SALÁRIO é a contraprestação devida ao empregado pela prestação de serviços, em decorrência do contrato de trabalho.

REMUNERAÇÃO é a soma do salário contratualmente estipulado (mensal, por hora, por tarefa etc.) com outras vantagens percebidas na vigência do contrato de trabalho como horas extras, adicional noturno, adicional de periculosidade, percentagens, gratificações, diárias para viagem entre outras parcelas habitualmente pagas pelo empregador.

1: Até a entrada em vigor da “LEI da REFORMA TRABALHISTA”, a legislação anterior (CLT em seu artigo 457 e incisos), em definição sobre a REMUNERAÇÃO disciplinava que as diárias e as ajudas de custo, quando excediam 50% (cinquenta por cento) do salário, eram consideradas salário, enquanto os abonos, que tinham caráter remuneratório, deveriam ser somados para todos os fins, especialmente para efeito de encargos trabalhistas, FGTS e contribuições sociais.

Entretanto, com a vigência da redação trazida nos moldes da Lei 13.467/2017 (“Lei da Reforma”) ficou estabelecido que passam a integrar o salário apenas a importância fixa, as gratificações legais e as comissões pagas pelo empregador, excluindo-se assim as diárias, os prêmios e os abonos como parcela salarial.
 
2: Em face das alterações introduzidas pela “Lei da Reforma”, mesmo as parcelas habituais, como ajuda de custo, auxílio-alimentação, diárias para viagem, prêmios e abonos não mais integram a remuneração do empregado, não podendo ser incorporadas ao contrato de trabalho nem se constituírem em base de incidência de qualquer encargo trabalhista e previdenciário.

Sobre o tema e com redação trazida no texto pela Medida Provisória nº 808/2017, restou firmado que a ajuda de custo, ainda que paga habitualmente, limitada a 50% (cinquenta por cento) da remuneração mensal, o auxílio-alimentação, as diárias para viagem e os prêmios não integram a remuneração do empregado, não se incorporam ao contrato de trabalho e não constituem base de incidência de encargo trabalhista e previdenciário (artigo 457, parágrafo 2º).

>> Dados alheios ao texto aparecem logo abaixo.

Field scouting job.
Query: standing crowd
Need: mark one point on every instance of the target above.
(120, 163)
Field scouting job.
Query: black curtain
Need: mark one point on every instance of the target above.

Além disso, fixada ainda pela “Lei da Reforma”, disciplina referente às gorjetas que venha a receber o empregado (artigo 457, § 3º) e sobre os Prêmios concedidos pelo empregador (artigo 457, § 4º) e trazendo critérios definidos de distribuição das gorjetas entre os empregados a teor do artigo 457, § 5º; regras de retenção para os fins tributários, conforme a redação do artigo 457, § 6º e contendo disposições sobre gorjetas nos demais parágrafos acrescidos pela “Lei da Reforma” ao art. 457.

Em referência aos prêmios, especificamente, assim considerados aqueles estipulados de modo espontâneo pelo empregador, nos efeitos da “Lei da Reforma” não mais estão contabilizados como prestação de natureza salarial, tendo em vista, nos moldes definidos do novo texto do artigo 457, § 4º, os prêmios constituem liberalidades concedidas pelo empregador ao empregado se definem, simplesmente, como forma de incentivo para fomentar o melhor desempenho do obreiro em suas atividades na aplicação do contrato de trabalho.

EM CONCLUSÃO: DE CONSEQUÊNCIA, ESTÁ AÍ EVIDENCIADA NO TEXTO DA MALSINADA “LEI DA REFORMA TRABALHISTA”, EM ANÁLISE DAS ALTERAÇÕES INTRODUZIDAS NO ARTIGO 457 e SEUS PARÁGRAFOS da CLT, MAIS UMA AGRAVANTE REDUÇÃO DE DIREITO PRATICADA EM DETRIMENTO DOS TRABALHADORES.